Şehrin kurulmuş en eski ve şimdilerde en gözde kafelerinden biri. 1899 dan beri ayakta olan binayı yaklaşık bir sene önce yeniledikleri için yeni nesil kahvelerinizi içerken içeriye gelip birbirini tanıyan, selamlaşan, çoğunlukla yaşlı yerlileri de fark etmek hoşunuza gidebilir. Progresso’da yalnızca kahveler lezzetli değil.
Portekizliler yılın her zamanı dondurma yedikleri için şehrin her tarafında farklı dondurma dükkanları görüceksiniz. Dondurmamdaki çiçek deseni değil tadını önemserim diyorsanız Cremosi’ye uğrayın. Merkezde birden fazla şubesi var.
Şehir merkezine nispeten uzakta zarif çeşmeleri, alegorik heykelleri, çeşitli çiçek bahçelerinin olduğu, büyük bir park .Bir kamelya şehri Porto’ya Portekizli denizcilerin 16. yüzyılın sonunda Çin’den getirdikleri kamelyaların kuşandığı bahçe içerisinde Quinta da Macieirinha müzesi, bir kütüphane, Solar do Vinho do Porto adında bir şarap imalathanesi barındırmasına rağmen ilgiyi asıl çeken şey parkın konumu itibariyle Duoro Nehri’nin enfes manzarası. Bahar aylarında parkta piknik yapmayı unutmayın.

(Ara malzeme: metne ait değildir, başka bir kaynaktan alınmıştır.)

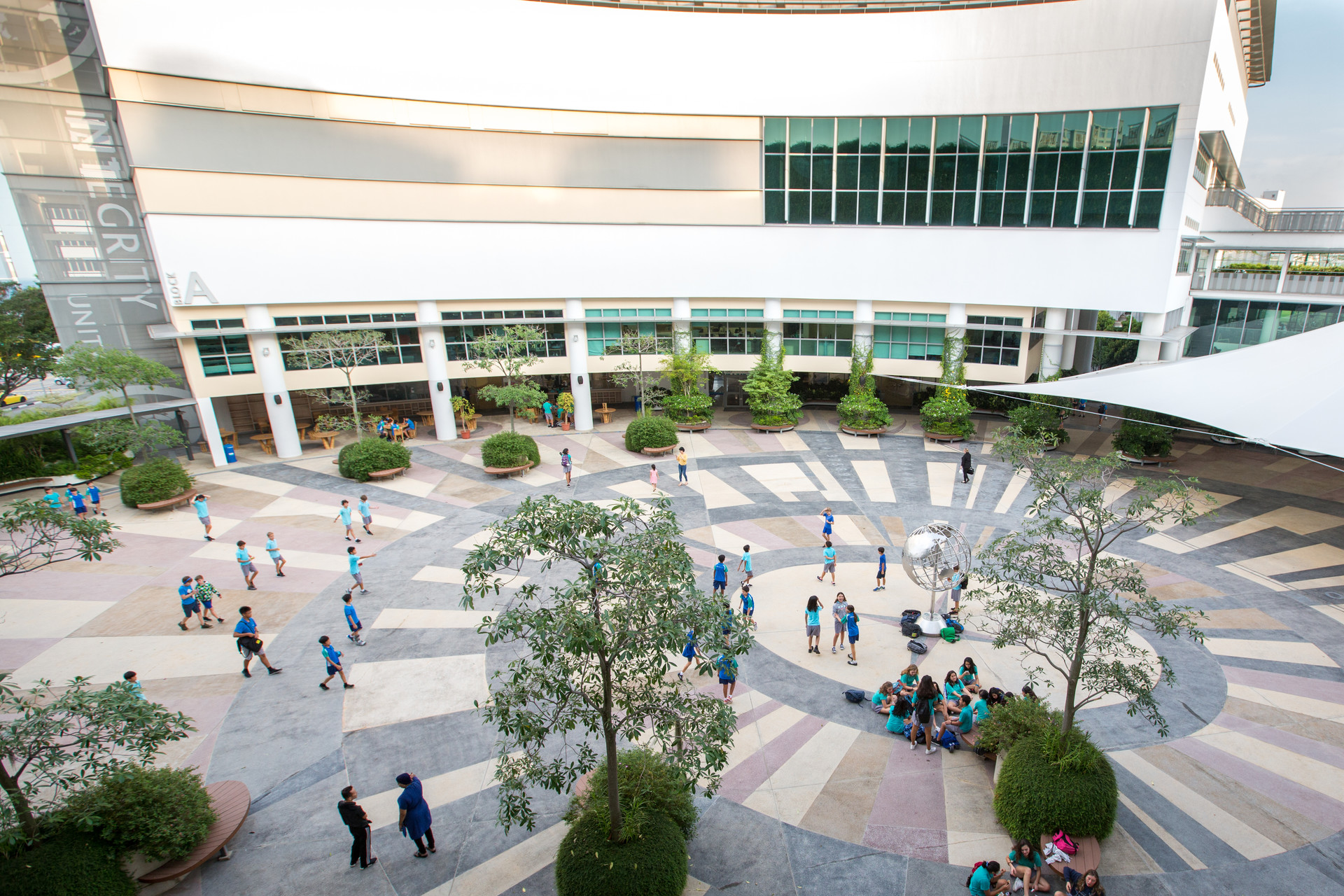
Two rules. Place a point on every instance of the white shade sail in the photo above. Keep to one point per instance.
(1288, 393)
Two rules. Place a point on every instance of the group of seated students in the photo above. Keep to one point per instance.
(911, 703)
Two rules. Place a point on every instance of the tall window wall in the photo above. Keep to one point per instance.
(1102, 168)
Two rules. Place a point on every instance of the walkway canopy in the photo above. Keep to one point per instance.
(1288, 393)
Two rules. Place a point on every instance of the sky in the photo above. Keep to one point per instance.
(1296, 134)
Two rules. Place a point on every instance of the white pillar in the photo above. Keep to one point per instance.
(210, 430)
(436, 365)
(274, 390)
(1053, 348)
(575, 347)
(1155, 324)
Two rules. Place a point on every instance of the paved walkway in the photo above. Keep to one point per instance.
(1247, 794)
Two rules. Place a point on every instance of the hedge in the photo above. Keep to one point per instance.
(650, 864)
(1038, 796)
(69, 864)
(650, 431)
(156, 480)
(163, 813)
(370, 456)
(510, 449)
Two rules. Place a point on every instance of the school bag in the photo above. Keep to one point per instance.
(1065, 843)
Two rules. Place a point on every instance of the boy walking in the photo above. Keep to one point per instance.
(203, 514)
(334, 666)
(355, 562)
(353, 620)
(276, 556)
(343, 514)
(245, 564)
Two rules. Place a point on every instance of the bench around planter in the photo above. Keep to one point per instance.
(160, 505)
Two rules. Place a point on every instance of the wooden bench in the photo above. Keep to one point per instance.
(232, 804)
(1088, 858)
(169, 503)
(508, 470)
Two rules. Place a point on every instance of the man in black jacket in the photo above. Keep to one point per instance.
(356, 820)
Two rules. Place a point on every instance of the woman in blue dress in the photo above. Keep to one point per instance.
(413, 817)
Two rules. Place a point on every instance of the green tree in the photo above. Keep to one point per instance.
(29, 344)
(1056, 589)
(115, 368)
(594, 649)
(343, 351)
(505, 352)
(55, 741)
(36, 535)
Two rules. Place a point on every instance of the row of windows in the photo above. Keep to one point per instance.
(1059, 169)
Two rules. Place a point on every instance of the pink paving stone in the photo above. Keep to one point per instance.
(15, 652)
(1280, 790)
(1313, 688)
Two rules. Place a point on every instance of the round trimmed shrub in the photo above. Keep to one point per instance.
(370, 456)
(155, 480)
(1038, 794)
(652, 862)
(69, 864)
(163, 813)
(510, 449)
(651, 431)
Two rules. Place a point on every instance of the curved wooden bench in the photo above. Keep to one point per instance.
(1088, 858)
(232, 804)
(160, 505)
(508, 470)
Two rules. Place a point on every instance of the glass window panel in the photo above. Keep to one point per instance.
(892, 209)
(800, 134)
(869, 209)
(823, 136)
(1098, 169)
(1070, 171)
(1155, 169)
(991, 210)
(921, 134)
(898, 134)
(847, 172)
(847, 134)
(1047, 132)
(944, 172)
(1047, 169)
(870, 139)
(1161, 125)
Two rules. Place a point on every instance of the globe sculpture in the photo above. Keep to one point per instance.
(929, 558)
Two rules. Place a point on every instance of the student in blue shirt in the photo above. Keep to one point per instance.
(203, 514)
(353, 620)
(334, 668)
(343, 514)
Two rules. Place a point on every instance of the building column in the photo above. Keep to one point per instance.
(1085, 344)
(210, 430)
(1155, 324)
(274, 390)
(575, 347)
(436, 365)
(1053, 347)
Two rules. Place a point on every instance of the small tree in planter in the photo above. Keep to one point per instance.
(685, 367)
(768, 387)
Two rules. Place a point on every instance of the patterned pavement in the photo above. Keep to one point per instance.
(1249, 789)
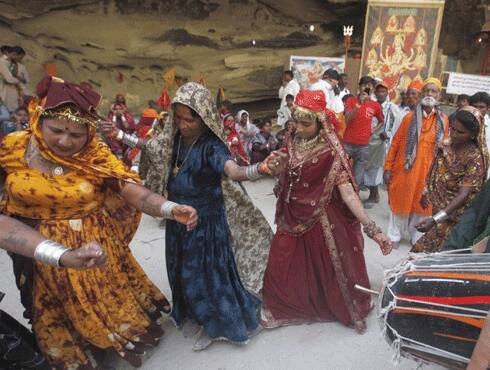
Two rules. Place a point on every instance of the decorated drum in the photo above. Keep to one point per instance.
(432, 307)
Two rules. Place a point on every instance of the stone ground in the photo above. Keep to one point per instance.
(316, 346)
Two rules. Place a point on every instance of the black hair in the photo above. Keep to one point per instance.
(21, 108)
(17, 50)
(480, 96)
(364, 80)
(227, 104)
(346, 96)
(469, 121)
(332, 73)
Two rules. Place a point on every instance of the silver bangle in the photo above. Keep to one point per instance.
(253, 173)
(440, 216)
(120, 135)
(49, 252)
(166, 210)
(129, 140)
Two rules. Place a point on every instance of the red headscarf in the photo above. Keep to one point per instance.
(315, 101)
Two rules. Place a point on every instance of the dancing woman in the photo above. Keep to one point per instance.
(211, 269)
(316, 257)
(63, 181)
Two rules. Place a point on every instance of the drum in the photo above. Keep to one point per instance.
(432, 307)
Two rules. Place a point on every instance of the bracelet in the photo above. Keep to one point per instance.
(49, 252)
(371, 229)
(440, 216)
(167, 208)
(129, 140)
(253, 173)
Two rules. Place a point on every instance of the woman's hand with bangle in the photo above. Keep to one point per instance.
(183, 214)
(375, 233)
(425, 224)
(88, 256)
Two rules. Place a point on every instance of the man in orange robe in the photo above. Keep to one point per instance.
(409, 160)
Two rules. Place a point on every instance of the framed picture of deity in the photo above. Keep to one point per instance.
(400, 41)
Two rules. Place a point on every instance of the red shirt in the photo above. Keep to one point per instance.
(358, 131)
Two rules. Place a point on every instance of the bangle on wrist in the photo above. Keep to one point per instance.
(166, 210)
(371, 229)
(440, 217)
(253, 173)
(49, 252)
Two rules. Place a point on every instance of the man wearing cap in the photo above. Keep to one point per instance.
(359, 113)
(409, 159)
(381, 133)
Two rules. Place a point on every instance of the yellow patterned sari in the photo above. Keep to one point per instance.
(114, 307)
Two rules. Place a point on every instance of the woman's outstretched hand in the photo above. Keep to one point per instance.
(186, 215)
(88, 256)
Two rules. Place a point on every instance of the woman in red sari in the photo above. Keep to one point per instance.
(316, 257)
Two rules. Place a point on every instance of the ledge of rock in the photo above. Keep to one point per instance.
(127, 45)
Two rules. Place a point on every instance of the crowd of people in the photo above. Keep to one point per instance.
(82, 182)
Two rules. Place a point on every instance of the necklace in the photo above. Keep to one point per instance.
(305, 145)
(177, 168)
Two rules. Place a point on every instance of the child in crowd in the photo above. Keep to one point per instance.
(263, 143)
(234, 142)
(284, 113)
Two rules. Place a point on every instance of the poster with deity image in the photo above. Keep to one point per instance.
(400, 41)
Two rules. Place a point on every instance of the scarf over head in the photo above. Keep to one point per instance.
(250, 231)
(315, 102)
(310, 106)
(416, 127)
(62, 100)
(481, 138)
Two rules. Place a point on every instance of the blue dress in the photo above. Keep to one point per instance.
(201, 267)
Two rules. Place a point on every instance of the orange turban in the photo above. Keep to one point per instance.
(415, 85)
(433, 80)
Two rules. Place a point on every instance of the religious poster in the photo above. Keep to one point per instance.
(310, 69)
(400, 41)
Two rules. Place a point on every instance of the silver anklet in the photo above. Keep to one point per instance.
(166, 210)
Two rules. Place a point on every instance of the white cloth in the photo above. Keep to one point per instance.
(283, 115)
(292, 88)
(334, 102)
(404, 226)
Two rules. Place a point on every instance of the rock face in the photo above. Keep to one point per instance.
(127, 45)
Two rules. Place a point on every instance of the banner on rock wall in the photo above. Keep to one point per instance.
(463, 83)
(400, 41)
(308, 69)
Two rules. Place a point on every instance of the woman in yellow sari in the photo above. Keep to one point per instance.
(63, 181)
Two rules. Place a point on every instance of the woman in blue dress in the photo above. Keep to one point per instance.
(214, 268)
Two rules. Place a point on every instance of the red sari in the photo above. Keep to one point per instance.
(316, 256)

Porto’ya yaz aylarında geldiyseniz ve hem şehir hem de plaj tatili hayalleri kuruyorsanız metroda Zone3’yi seçerek geleceğiniz yer Matosinhos. Yazın kumlu,kayalıklı plaj turistlerle dolup taşar. Yalnız denize girmeye pek heveslenmeyin çünkü atlantik okyanusu tahmin ettiğinizden daha soğuk. Sörf yapmayı denemek için de Matosinhos’a gelip sörf okullarından ders alabilir ya da sörf tahtası kiralayabilirsiniz. Eğer şehrin bu kısmına yazın gelmeyi planlıyorsanız mutlaka bikinilerinizi de yanınızda getirin. Zira üzerinizi çıkarıp sahile yatarak okyanusu izlemek isteyebilirsiniz. Bahar aylarındaysa rüzgarın durumunu kontrol etmeden buraya gelmeyin, okyanus kenarında rüzgara açık olduğunuz için Porto’nun soğuk ve sert kuzey rüzgarları baharı kabusa döndürebilir.

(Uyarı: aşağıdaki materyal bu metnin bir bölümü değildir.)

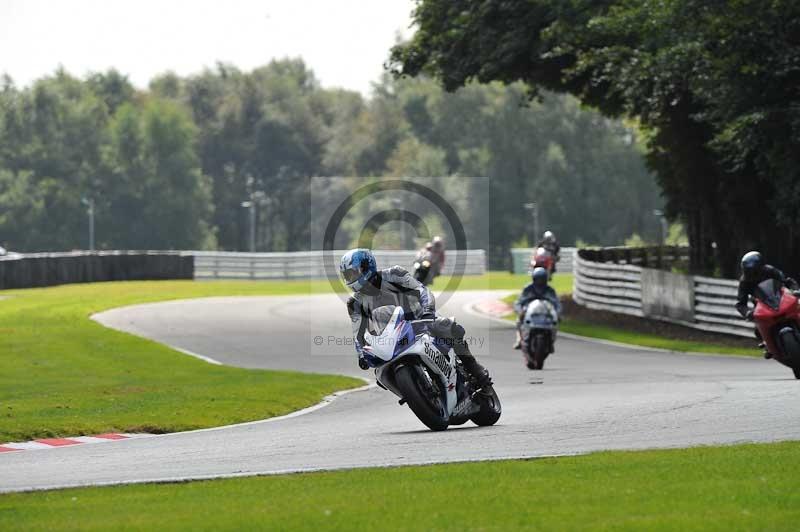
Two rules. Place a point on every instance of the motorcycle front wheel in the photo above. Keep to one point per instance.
(422, 396)
(490, 409)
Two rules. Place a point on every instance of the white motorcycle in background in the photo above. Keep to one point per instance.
(538, 330)
(425, 374)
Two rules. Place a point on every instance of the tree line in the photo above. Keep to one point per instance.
(170, 167)
(712, 83)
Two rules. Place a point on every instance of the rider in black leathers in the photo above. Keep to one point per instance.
(754, 272)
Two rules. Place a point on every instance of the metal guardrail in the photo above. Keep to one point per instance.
(617, 288)
(310, 264)
(521, 259)
(48, 269)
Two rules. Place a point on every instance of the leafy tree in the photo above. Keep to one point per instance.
(714, 83)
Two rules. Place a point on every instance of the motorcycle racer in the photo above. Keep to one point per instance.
(375, 288)
(537, 289)
(755, 271)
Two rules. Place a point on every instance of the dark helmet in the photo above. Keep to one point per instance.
(752, 263)
(540, 276)
(357, 267)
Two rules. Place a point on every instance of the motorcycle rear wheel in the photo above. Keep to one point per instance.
(408, 381)
(490, 410)
(792, 348)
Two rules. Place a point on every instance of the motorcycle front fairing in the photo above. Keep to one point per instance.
(540, 314)
(398, 343)
(774, 306)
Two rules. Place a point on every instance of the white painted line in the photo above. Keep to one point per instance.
(89, 439)
(322, 404)
(196, 355)
(28, 445)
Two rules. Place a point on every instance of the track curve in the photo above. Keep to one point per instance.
(590, 397)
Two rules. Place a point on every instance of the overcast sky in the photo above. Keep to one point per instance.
(345, 42)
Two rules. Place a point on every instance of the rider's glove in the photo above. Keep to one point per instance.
(428, 314)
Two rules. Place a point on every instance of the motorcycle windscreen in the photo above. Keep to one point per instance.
(539, 314)
(769, 293)
(380, 318)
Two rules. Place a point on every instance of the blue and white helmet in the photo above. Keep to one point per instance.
(357, 267)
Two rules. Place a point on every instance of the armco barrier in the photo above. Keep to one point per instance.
(521, 260)
(617, 287)
(310, 264)
(48, 269)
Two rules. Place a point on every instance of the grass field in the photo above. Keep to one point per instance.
(62, 374)
(621, 335)
(745, 487)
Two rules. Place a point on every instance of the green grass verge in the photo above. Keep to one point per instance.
(745, 487)
(62, 374)
(621, 335)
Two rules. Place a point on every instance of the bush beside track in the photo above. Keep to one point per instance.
(744, 487)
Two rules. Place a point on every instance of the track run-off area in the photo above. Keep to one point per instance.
(591, 396)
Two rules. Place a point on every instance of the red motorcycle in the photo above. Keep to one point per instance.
(777, 318)
(542, 258)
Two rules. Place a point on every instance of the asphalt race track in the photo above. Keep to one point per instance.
(591, 396)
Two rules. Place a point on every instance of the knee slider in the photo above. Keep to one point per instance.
(457, 329)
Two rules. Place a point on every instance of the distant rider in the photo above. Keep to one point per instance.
(537, 289)
(754, 272)
(437, 256)
(396, 286)
(550, 243)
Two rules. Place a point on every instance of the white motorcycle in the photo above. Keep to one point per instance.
(538, 331)
(424, 373)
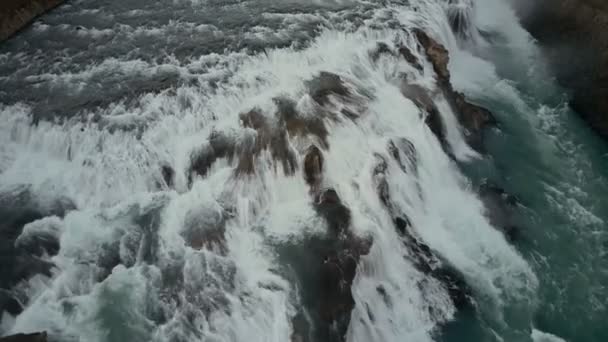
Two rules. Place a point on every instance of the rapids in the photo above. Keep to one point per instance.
(195, 170)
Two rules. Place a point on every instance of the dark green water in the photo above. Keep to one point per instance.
(556, 166)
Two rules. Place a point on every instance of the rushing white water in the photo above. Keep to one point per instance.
(110, 168)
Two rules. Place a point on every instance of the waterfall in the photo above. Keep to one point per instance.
(300, 193)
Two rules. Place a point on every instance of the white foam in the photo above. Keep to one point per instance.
(540, 336)
(112, 177)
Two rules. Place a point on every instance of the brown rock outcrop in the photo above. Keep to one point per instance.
(16, 14)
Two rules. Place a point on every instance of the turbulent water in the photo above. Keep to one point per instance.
(124, 227)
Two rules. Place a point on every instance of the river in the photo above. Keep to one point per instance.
(109, 111)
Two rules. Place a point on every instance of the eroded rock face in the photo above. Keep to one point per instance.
(16, 14)
(326, 84)
(574, 36)
(419, 253)
(313, 168)
(500, 209)
(472, 117)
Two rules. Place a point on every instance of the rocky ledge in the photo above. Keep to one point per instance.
(574, 36)
(16, 14)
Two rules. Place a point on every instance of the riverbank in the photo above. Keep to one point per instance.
(17, 14)
(574, 36)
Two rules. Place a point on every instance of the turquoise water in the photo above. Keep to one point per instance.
(546, 155)
(123, 276)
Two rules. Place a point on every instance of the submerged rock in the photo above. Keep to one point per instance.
(16, 14)
(313, 168)
(326, 84)
(423, 100)
(500, 209)
(407, 54)
(330, 207)
(206, 229)
(402, 50)
(419, 253)
(473, 118)
(573, 34)
(168, 175)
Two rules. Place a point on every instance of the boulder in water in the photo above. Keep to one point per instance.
(16, 14)
(472, 117)
(313, 168)
(326, 84)
(500, 209)
(330, 207)
(407, 54)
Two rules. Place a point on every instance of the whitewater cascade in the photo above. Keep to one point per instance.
(304, 193)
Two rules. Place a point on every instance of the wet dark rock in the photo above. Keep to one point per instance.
(330, 207)
(381, 49)
(472, 117)
(35, 337)
(436, 53)
(423, 100)
(325, 85)
(9, 303)
(328, 264)
(405, 154)
(500, 209)
(39, 244)
(21, 259)
(168, 175)
(16, 14)
(403, 51)
(419, 253)
(298, 125)
(573, 34)
(268, 137)
(220, 146)
(206, 229)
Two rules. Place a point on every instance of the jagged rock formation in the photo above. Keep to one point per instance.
(574, 36)
(16, 14)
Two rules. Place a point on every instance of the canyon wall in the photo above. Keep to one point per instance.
(16, 14)
(574, 36)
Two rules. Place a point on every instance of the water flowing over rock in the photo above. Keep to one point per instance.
(501, 207)
(472, 117)
(277, 172)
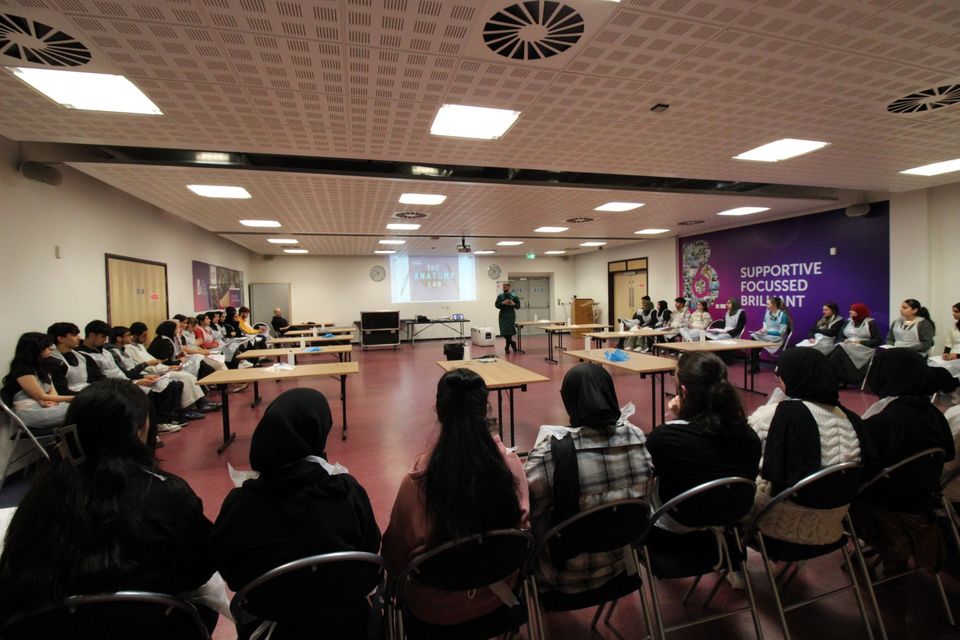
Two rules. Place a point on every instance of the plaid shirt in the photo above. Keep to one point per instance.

Saksıda cheescake yemek ve klasik Portekiz mutfağının modern tatlarla birleşimini denemek için uğramanız gereken yerlerden biri. Portekizdeki bir çok restoran gibi çalışma saatleri öğlen 12.30 – 15.00 arası akşam da 18.30- 23.00 arasında. Rezervasyon yaptırmanız şart. Kalamar ve ahtapot şiddetle önerilir.
Portodaki bir çok tasarım mağazasından kuşkusuz en ön plana çıkanı burası.

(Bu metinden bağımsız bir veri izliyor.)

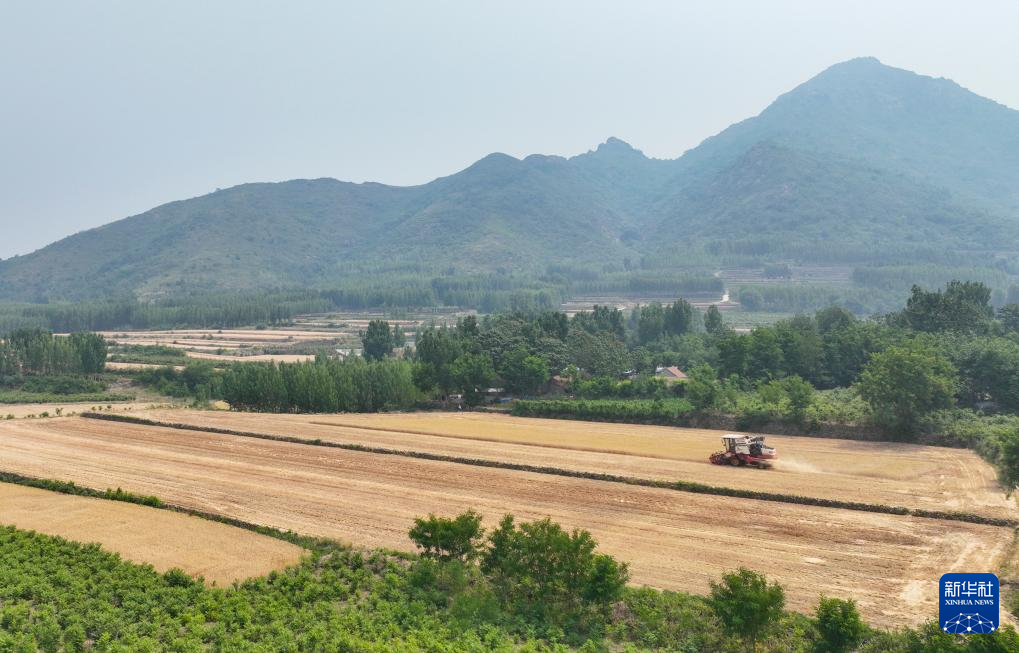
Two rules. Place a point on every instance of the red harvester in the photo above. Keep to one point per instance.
(744, 449)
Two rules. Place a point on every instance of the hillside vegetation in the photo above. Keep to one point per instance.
(864, 164)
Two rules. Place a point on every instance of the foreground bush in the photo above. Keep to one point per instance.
(65, 597)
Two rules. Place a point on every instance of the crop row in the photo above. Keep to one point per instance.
(682, 486)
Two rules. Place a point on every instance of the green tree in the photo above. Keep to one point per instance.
(988, 369)
(713, 323)
(1009, 316)
(434, 352)
(472, 374)
(963, 307)
(549, 576)
(377, 340)
(1008, 464)
(524, 373)
(448, 539)
(905, 382)
(839, 626)
(800, 395)
(703, 388)
(680, 318)
(650, 323)
(599, 354)
(746, 604)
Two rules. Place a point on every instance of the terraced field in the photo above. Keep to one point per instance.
(672, 539)
(216, 551)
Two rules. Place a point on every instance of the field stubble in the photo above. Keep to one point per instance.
(673, 540)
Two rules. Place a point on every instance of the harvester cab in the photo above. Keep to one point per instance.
(744, 449)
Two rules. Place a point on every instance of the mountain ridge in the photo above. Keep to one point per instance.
(877, 158)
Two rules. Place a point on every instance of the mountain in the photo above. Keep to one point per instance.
(930, 128)
(864, 163)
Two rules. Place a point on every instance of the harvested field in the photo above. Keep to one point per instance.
(163, 539)
(672, 539)
(70, 407)
(133, 367)
(257, 358)
(882, 473)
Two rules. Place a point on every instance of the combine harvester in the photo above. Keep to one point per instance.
(744, 449)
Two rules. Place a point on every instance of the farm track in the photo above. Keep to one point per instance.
(672, 539)
(915, 478)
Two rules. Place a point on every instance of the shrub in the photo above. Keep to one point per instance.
(448, 539)
(551, 577)
(746, 604)
(839, 626)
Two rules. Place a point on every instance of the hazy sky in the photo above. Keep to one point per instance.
(110, 108)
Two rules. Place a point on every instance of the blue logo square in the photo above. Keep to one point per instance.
(968, 603)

Dükkan, içinden demiryolu raylarının geçtiği bir kaldırım ve 1001 halıyla kaplı orjinal bir zemin üzerine kurulmuş. İçeride modern tasarımlarla tarihi objelerin birbirine geçtiği bir çok tasarım ürünü bulabilirsiniz. Aynı zamanda mutfak stüdyolarına sahip bu mekanda yemek üzerine çeşitli workhoplara da katılabilirsiniz.
Galeri gezmekten hoşlanıyorsanız Miguel Bombarda caddesine uğramadan dönmeyin. Birçok galerinin bulunduğu bu sokakta O! Galeria en güzellerinden biri. Genellikle genç ve umut vaat eden sanatçıların elinden çıkan çizimler, kartlar, posterler, ilüsturasyonların sergilendiği ve satıldığı bu galerinin içinden çıkmak istemeyeceksiniz.